What is a Rep?
What is a Set?
A set is a group of these repetitions. The amount of reps you include in a set depends on what kind of set you are doing. Research and experience have shown that bodybuilders get the most results using a weight in each exercise that represents about 70 to 75% of their one rep maximum (1RM). That is, the amount of weight they could use doing one full out repetition of that exercise. Using this amount of weight, you will generally find you can do sets of 8 – 12 reps for upper body muscles or 12 – 16 repetitions for the main leg muscles. These figures are just approximations, but they will work as well as general guidelines.

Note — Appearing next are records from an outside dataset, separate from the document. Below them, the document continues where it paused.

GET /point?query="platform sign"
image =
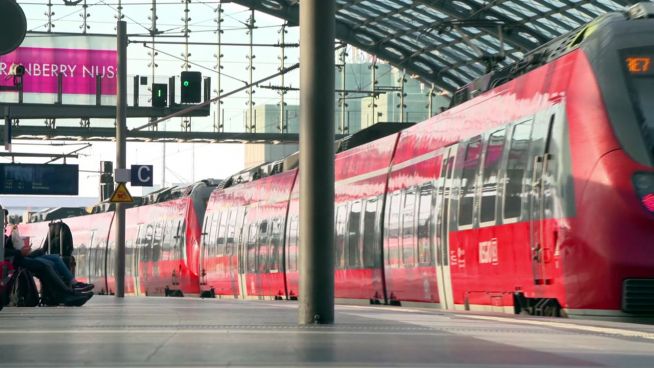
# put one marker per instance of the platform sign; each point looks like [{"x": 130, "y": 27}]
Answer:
[
  {"x": 78, "y": 59},
  {"x": 121, "y": 195},
  {"x": 141, "y": 175},
  {"x": 39, "y": 179}
]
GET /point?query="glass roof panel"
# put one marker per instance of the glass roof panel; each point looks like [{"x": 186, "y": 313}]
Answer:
[{"x": 425, "y": 35}]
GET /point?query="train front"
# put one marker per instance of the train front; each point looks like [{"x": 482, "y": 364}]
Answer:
[{"x": 610, "y": 264}]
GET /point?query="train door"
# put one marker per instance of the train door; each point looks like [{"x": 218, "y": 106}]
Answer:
[
  {"x": 137, "y": 261},
  {"x": 443, "y": 275},
  {"x": 542, "y": 244},
  {"x": 246, "y": 256}
]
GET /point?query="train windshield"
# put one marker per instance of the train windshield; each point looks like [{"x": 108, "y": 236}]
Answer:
[{"x": 639, "y": 65}]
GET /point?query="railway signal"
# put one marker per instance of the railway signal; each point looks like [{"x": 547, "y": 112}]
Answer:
[
  {"x": 159, "y": 95},
  {"x": 191, "y": 87}
]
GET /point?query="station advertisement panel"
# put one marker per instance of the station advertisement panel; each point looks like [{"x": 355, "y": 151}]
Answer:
[{"x": 77, "y": 58}]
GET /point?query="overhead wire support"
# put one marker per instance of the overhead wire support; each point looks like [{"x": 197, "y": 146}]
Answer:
[
  {"x": 85, "y": 15},
  {"x": 70, "y": 154},
  {"x": 220, "y": 43},
  {"x": 206, "y": 103},
  {"x": 186, "y": 121},
  {"x": 219, "y": 122},
  {"x": 283, "y": 124},
  {"x": 251, "y": 124},
  {"x": 344, "y": 127},
  {"x": 49, "y": 14}
]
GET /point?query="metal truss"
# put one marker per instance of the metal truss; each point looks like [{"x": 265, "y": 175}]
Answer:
[
  {"x": 66, "y": 133},
  {"x": 449, "y": 43}
]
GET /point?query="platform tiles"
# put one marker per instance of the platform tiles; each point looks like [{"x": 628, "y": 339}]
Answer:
[{"x": 171, "y": 332}]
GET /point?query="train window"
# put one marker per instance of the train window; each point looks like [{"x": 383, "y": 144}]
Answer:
[
  {"x": 252, "y": 248},
  {"x": 147, "y": 243},
  {"x": 370, "y": 232},
  {"x": 492, "y": 162},
  {"x": 394, "y": 229},
  {"x": 353, "y": 236},
  {"x": 179, "y": 239},
  {"x": 240, "y": 217},
  {"x": 231, "y": 232},
  {"x": 222, "y": 229},
  {"x": 275, "y": 245},
  {"x": 341, "y": 214},
  {"x": 515, "y": 169},
  {"x": 425, "y": 210},
  {"x": 469, "y": 180},
  {"x": 206, "y": 234},
  {"x": 156, "y": 242},
  {"x": 408, "y": 228},
  {"x": 213, "y": 234},
  {"x": 264, "y": 247},
  {"x": 294, "y": 233}
]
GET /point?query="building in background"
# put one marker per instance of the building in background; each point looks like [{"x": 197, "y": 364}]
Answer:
[
  {"x": 366, "y": 94},
  {"x": 267, "y": 120}
]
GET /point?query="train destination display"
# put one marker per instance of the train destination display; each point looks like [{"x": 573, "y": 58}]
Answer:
[{"x": 38, "y": 179}]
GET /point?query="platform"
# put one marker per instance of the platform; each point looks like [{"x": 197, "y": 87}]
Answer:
[{"x": 170, "y": 332}]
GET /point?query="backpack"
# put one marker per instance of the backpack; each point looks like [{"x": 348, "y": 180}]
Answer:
[
  {"x": 21, "y": 290},
  {"x": 59, "y": 238},
  {"x": 60, "y": 241}
]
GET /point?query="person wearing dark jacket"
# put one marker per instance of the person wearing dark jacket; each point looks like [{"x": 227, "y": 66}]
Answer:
[{"x": 45, "y": 272}]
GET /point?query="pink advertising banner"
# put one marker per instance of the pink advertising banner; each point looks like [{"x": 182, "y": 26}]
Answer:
[{"x": 77, "y": 66}]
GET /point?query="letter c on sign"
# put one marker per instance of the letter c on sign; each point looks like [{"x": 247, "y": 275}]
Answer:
[{"x": 144, "y": 174}]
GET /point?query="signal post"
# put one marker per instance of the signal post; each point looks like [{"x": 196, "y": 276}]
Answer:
[{"x": 121, "y": 145}]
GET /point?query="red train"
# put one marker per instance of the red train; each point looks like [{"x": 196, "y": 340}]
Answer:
[{"x": 533, "y": 193}]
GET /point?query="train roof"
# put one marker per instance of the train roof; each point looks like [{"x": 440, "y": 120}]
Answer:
[{"x": 552, "y": 50}]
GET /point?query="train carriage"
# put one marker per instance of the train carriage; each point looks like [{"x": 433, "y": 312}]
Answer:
[{"x": 533, "y": 193}]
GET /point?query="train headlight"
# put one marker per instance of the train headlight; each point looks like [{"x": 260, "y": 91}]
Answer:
[{"x": 644, "y": 185}]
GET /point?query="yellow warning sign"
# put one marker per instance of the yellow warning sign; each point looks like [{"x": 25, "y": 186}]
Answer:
[{"x": 121, "y": 195}]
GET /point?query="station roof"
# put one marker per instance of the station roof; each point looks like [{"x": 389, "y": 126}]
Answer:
[{"x": 449, "y": 42}]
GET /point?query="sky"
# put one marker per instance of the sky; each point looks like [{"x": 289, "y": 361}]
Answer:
[{"x": 186, "y": 162}]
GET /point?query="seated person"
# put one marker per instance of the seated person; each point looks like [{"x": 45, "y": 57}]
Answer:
[{"x": 46, "y": 273}]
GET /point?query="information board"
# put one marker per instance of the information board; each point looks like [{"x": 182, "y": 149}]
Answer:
[{"x": 38, "y": 179}]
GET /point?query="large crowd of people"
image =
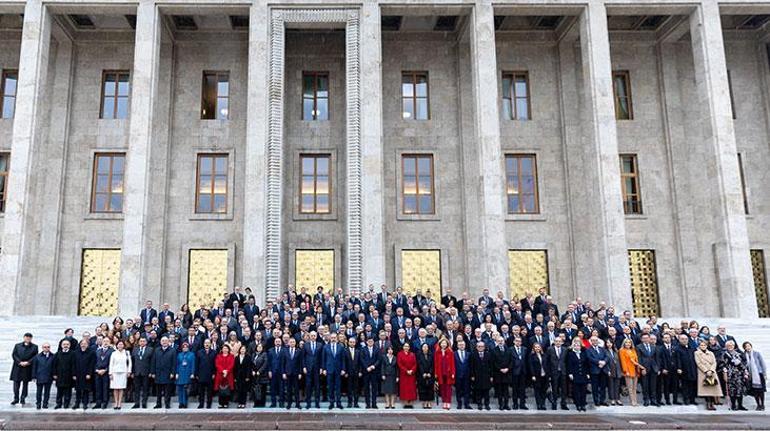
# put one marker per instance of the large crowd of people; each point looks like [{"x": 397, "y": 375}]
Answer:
[{"x": 311, "y": 348}]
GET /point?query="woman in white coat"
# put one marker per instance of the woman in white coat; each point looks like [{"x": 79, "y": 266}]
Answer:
[{"x": 120, "y": 365}]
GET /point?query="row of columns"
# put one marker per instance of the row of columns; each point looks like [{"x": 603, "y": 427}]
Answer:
[{"x": 599, "y": 251}]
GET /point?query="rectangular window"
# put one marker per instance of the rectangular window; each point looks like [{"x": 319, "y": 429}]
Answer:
[
  {"x": 315, "y": 184},
  {"x": 10, "y": 79},
  {"x": 743, "y": 185},
  {"x": 516, "y": 96},
  {"x": 417, "y": 184},
  {"x": 107, "y": 189},
  {"x": 414, "y": 96},
  {"x": 521, "y": 184},
  {"x": 629, "y": 181},
  {"x": 315, "y": 96},
  {"x": 5, "y": 159},
  {"x": 621, "y": 84},
  {"x": 215, "y": 101},
  {"x": 211, "y": 190},
  {"x": 115, "y": 92}
]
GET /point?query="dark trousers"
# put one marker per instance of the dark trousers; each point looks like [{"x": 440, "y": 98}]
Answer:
[
  {"x": 102, "y": 389},
  {"x": 463, "y": 392},
  {"x": 163, "y": 393},
  {"x": 141, "y": 390},
  {"x": 558, "y": 390},
  {"x": 43, "y": 394},
  {"x": 599, "y": 388},
  {"x": 276, "y": 390},
  {"x": 649, "y": 387},
  {"x": 312, "y": 387},
  {"x": 579, "y": 394},
  {"x": 519, "y": 388},
  {"x": 205, "y": 393},
  {"x": 371, "y": 388},
  {"x": 292, "y": 389},
  {"x": 63, "y": 396},
  {"x": 540, "y": 386},
  {"x": 333, "y": 382},
  {"x": 24, "y": 386}
]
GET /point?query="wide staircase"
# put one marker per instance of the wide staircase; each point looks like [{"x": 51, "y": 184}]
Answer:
[{"x": 51, "y": 329}]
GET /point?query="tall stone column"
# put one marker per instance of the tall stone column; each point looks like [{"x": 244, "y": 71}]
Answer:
[
  {"x": 731, "y": 249},
  {"x": 255, "y": 185},
  {"x": 372, "y": 217},
  {"x": 18, "y": 230},
  {"x": 491, "y": 238},
  {"x": 598, "y": 206},
  {"x": 134, "y": 264}
]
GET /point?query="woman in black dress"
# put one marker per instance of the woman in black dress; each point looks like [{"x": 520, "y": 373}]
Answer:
[
  {"x": 426, "y": 380},
  {"x": 389, "y": 370}
]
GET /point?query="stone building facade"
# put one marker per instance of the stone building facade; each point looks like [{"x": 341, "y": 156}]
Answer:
[{"x": 169, "y": 151}]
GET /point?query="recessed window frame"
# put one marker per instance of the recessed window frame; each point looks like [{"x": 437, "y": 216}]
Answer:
[
  {"x": 512, "y": 97},
  {"x": 521, "y": 210},
  {"x": 110, "y": 175},
  {"x": 216, "y": 102},
  {"x": 627, "y": 207},
  {"x": 414, "y": 75},
  {"x": 315, "y": 157},
  {"x": 213, "y": 174},
  {"x": 316, "y": 75},
  {"x": 118, "y": 73},
  {"x": 626, "y": 76}
]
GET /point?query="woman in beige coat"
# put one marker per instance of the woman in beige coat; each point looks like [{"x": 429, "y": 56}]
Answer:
[{"x": 707, "y": 369}]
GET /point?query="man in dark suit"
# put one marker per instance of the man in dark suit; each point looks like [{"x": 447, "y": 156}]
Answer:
[
  {"x": 333, "y": 367},
  {"x": 42, "y": 373},
  {"x": 650, "y": 368},
  {"x": 369, "y": 365},
  {"x": 311, "y": 366},
  {"x": 292, "y": 372},
  {"x": 481, "y": 374},
  {"x": 597, "y": 366},
  {"x": 21, "y": 370},
  {"x": 64, "y": 374},
  {"x": 148, "y": 313},
  {"x": 578, "y": 374},
  {"x": 502, "y": 362},
  {"x": 557, "y": 372},
  {"x": 163, "y": 369},
  {"x": 275, "y": 372},
  {"x": 141, "y": 364},
  {"x": 519, "y": 356},
  {"x": 462, "y": 375},
  {"x": 205, "y": 371}
]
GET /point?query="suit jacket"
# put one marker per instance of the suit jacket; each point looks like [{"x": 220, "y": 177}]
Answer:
[{"x": 142, "y": 366}]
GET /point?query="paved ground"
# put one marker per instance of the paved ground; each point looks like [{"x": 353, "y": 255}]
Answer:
[{"x": 362, "y": 420}]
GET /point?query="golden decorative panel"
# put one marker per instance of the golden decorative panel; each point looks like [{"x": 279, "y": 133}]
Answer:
[
  {"x": 527, "y": 272},
  {"x": 207, "y": 277},
  {"x": 313, "y": 268},
  {"x": 421, "y": 269},
  {"x": 760, "y": 282},
  {"x": 99, "y": 282},
  {"x": 644, "y": 283}
]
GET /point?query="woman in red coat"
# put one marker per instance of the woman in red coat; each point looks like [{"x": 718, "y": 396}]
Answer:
[
  {"x": 444, "y": 369},
  {"x": 407, "y": 379},
  {"x": 223, "y": 381}
]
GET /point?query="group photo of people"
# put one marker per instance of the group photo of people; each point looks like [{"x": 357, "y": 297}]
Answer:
[{"x": 384, "y": 349}]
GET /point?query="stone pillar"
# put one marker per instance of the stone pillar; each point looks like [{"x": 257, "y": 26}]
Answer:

More Reps For the Lower Body
The fall off in strength over the course of a set is slower in the legs than in the upper body. Upper body muscles don’t have the same kind of endurance as the lower body. In both cases however, the amount of weight used represents this 70 to 75% of the one-rep maximum ability of the muscles involved.
Reps & Weight
Occasionally, less weight (and therefore execution of more reps) may be appropriate. Some very useful types of sets which involve heavier weight (and fewer reps), such as low-rep sets for maximum strength and power. The above guidelines represent the majority of bodybuilders’ training.
Amount of Reps to Use
The amount of reps employed by a bodybuilder in an exercise will depend primarily on the muscle being trained. Most commonly, bodybuilders do 8-12 reps for an upper body part, and 12-16 for lower body parts. When training for power and strength, 2-6 reps are typically used. When it comes to muscular endurance, a rep range of 12+ is appropriate. As you can see from the above, the rep range you are aiming for is determined by your specific training goal.